Co-Testing a More Cost-Effective Screening Strategy for Cervical Cancer Than HPV Primary

A model developed using data from health care databases and published literature has found that Pap plus human papillomavirus (HPV) mRNA testing that includes genotying for HPV 16 and 18 may be a more effective clinical and economic method of cervical cancer screening than DNA-based primary HPV testing with HPV 16/18 genotyping and reflex cytology (HPV primary).

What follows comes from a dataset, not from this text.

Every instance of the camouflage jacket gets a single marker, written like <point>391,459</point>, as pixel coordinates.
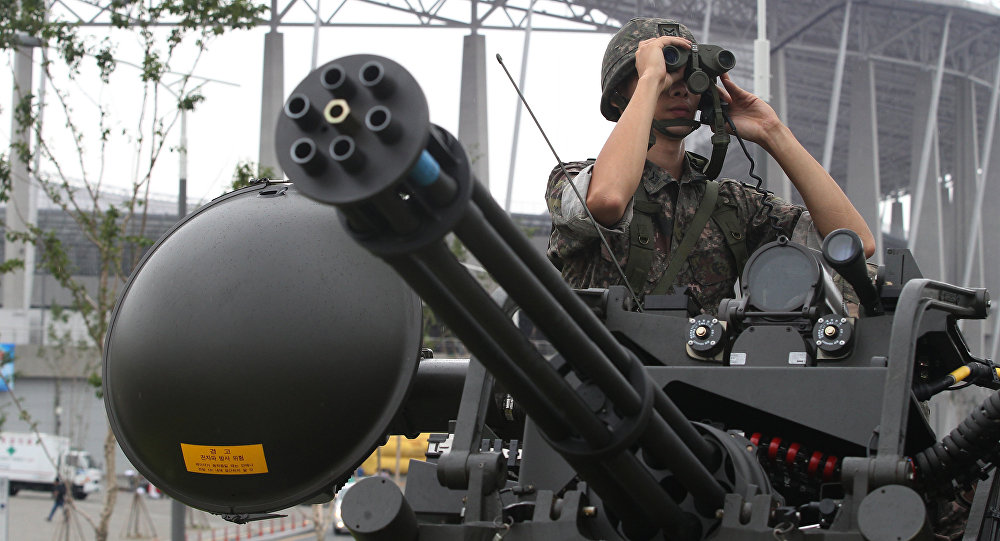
<point>710,269</point>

The development of effective screening guidelines and advancements in medical technology has helped cervical cancer go from the number one cause of cancer-related death in women to 14th. However, despite these gains, an estimated 12,900 patients will be diagnosed with the condition in 2016 and 4100 expected to die of the disease. Currently, Pap plus HPV testing is recommended for women 30 to 65 years of age while only one test is recommended for patients aged 21 to 30. However, controversies have emerged regarding the appropriate use of the tests, with questions about how cost-effective the strategies really are.

Researchers led by Jeffrey D Miller, MS, Truven Health Analytics (Cambridge, MA), compared the clinical and economic benefits of co-testing with HPV primary using a hypothetical cohort of 1 million 30-year-old women modeled up to age 70 years. They assessed both strategies by looking at the number of deaths from cervical cancer, expected quality-adjusted life years (QALYs), and estimated costs associated with each method. They published their results in the Journal of Women’s Health.

Results from the model revealed per patient costs of $2326 for co-testing and $2365 for HPV primary. Overall, the total savings equaled ~$39 million with co-testing compared with HPV primary. Likewise co-testing demonstrated a greater number of QALYs gained (22,334).

Only one more patient died in the HPV primary group (21 per 10,000) than in the co-testing group (20 per 10,000), but additional analysis revealed that HPV primary testing instead of co-testing could lead to as many as 2141 more cases of cervical cancer and 2041 deaths more deaths related to the disease.

Thus, researchers concluded that co-testing for cervical cancer could potentially improve clinical and economic outcomes compared to HPV primary testing, which could be important information for health care payers, patient advocates, and physicians to consider as they look to identify more cost-effective cervical cancer screening strategies.